By the fall of 1963, relations between the Soviet Union and the People's Republic of China had seriously deteriorated. The Sino-Soviet friendship of the 1950s was a thing of the past, and no longer did strains of "The Russian and the Chinese are brothers forever. The union of peoples and races grows strong" resound across the Soviet Union.
Perhaps Mao Zedong really did not see the point of Khrushchev's criticism of Stalin, or perhaps, as he later claimed, he was just pretending, to see how his adversaries would react. In any event, soon after the 20th Soviet Communist Party Congress in 1956, all the "fraternal communist parties" were supporting the new policy and exposing Stalin's "cult of personality," and China was proclaiming "Let a hundred flowers bloom." But before long, any ideologically incorrect flowers started to be pulled out by their roots in China, and in 1958 the horrors of the Great Leap Forward began.

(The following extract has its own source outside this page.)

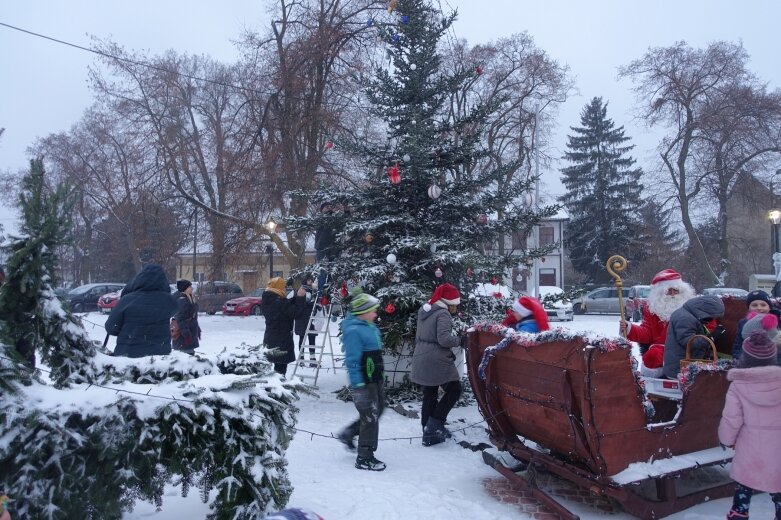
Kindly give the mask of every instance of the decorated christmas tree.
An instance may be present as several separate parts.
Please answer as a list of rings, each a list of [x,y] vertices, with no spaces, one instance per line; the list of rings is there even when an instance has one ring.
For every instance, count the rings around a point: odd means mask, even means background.
[[[481,140],[495,105],[476,104],[462,115],[452,110],[454,96],[483,73],[479,63],[455,72],[442,66],[440,45],[455,14],[443,15],[426,0],[394,1],[388,11],[368,25],[387,47],[389,65],[364,82],[368,111],[385,138],[338,140],[364,164],[363,181],[352,190],[322,187],[314,207],[330,202],[337,211],[291,225],[337,231],[339,255],[323,264],[331,287],[360,284],[378,296],[385,345],[398,348],[414,339],[418,308],[443,282],[460,289],[464,323],[501,320],[507,302],[473,291],[541,256],[503,250],[499,241],[530,235],[556,208],[530,204],[534,178],[519,178],[518,163],[492,167],[486,157]]]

Backyard furnaces were set up outside residential buildings, supposedly to produce steel out of scrap metal, and people were posted on the roofs of buildings round the clock to swat away sparrows with sticks and rags as part of the Four Pests Campaign. In the end, with nowhere to land, more than a million birds died of exhaustion, but instead of leading to the expected boost in crop yield, the harvest was reduced because of swarming insects unchecked by their natural avian predators. Millions of Chinese starved to death.